Scientific And Technological Support On In Vivo Mammalian Assays For The Environmental Protection Agency's Endocrine Disrupter Screening And Testing Program

J. Ostby, L.E. Gray, J. Furr, V. Wilson, C. Lambright, C. Wolf, T. Stoker, S. Laws, J. Goldman, R. Cooper
USEPA, NHEERL, Reproductive Toxicology Division, RTP, NC

(Powerpoint presentation)

In 1996, the USEPA was given a mandate to develop an endocrine screening and testing program. In 1998, the Endocrine Disrupter Screening and Testing Advisory Committee (EDSTAC) proposed a Tiered Screening and Testing Strategy for chemicals that act as or antagonize estrogens or androgens, or alter thyroid (EAT) or hypothalamic-pituitary-gonadal (HPG) function. Our role in the EDSTAC-EDSP process is presented in this poster. We have developed novel in vivo assays, conducted optimization experiments, provided on-site training and detailed standard operating procedures, planned standardization and validation experiments for contract laboratories and the OECD, analyzed data from these studies, and drafted reports and publications on these assays. We also have proposed strategies and experimental designs to reduce animal use (Gray et al., in press). In 1998 we drafted several of the in vivo protocols for EDSTAC including the pubertal male and female assays, the Hershberger assay, the uterotropic assay using intact juvenile or adult ovariectomized female rats and an alternative mammalian reproduction test. Many of the in vivo assays have been used in our laboratories for decades for research purposes since the 1970s. Although the EDSTAC document presented screening and testing protocols, research and scientific expertise are needed in this area and the law mandates that these assays be validated for interlaboratory use. In some cases newer, potentially more useful assays have been developed since this document was published.

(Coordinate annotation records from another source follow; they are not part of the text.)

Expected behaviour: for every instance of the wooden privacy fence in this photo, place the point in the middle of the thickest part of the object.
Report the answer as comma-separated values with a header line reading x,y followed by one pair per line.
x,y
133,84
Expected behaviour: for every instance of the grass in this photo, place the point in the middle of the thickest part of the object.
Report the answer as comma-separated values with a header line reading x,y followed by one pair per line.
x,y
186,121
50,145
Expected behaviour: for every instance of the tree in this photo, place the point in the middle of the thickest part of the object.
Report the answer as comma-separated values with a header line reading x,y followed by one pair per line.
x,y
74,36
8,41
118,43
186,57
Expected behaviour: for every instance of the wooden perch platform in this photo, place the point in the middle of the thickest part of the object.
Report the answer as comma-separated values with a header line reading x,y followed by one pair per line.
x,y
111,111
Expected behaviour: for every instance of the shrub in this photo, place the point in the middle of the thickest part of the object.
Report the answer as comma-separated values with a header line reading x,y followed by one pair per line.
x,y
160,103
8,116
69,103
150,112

For these reasons, we are conducting research and providing scientific expertise to the Agency and the OECD on the development, standardization and validation of in vitro and in vivo assays for this program.

In the early 1980s the pubertal male and female rat assays for screening chemicals for reproductive effects were developed to assess the effects of di-n-butyl phthalate, vinclozolin, p,p' DDE, linuron and the estrogenic pesticides chlordecone and methoxychlor (Gray et al., 1988 a,b, 1989; Gray and Ostby, 1998; Monosson et al., 1999). We recently published in-depth, background review papers on the pubertal male and female assays (Goldman et al., 2001; Stoker et al., 2001). A similar manuscript for the Hershberger Assay is in preparation. We also are actively involved in helping the Agency develop an assay for T2 Testing which uses fewer animals than a standard multigenerational test but contains several key sensitive endpoints not in the current multigenerational test (Gray et al., 1988; ; Zenick et al., 1991; Gray et al., 1999; 2001). In 1999, we were designated as the lead laboratory by OECD and the Agency for the Hershberger assay. The EB has conducted several studies with weakly active chemicals to define the sensitivity of the assay and optimize the protocol. In Feb 2000, a draft protocol, and a strategy for standardization and validation of this assay was developed for the OECD. In Phase 1 of the evaluation of the Hershberger assay 16 laboratories generated reproducible dose-response data for testosterone propionate. A similar Hershberger study has been completed using the antiandrogen flutamide. In Phase 2, chemicals with varying potencies and mechanisms of action will be evaluated in multiple laboratories. This presentation will discuss the strengths and weaknesses of the proposed screening and testing battery and the assays within, and discuss strategies for standardizing and validating in vivo assays to evaluate their potential value as alternative assays for screening and testing. This abstract does not reflect EPA policy.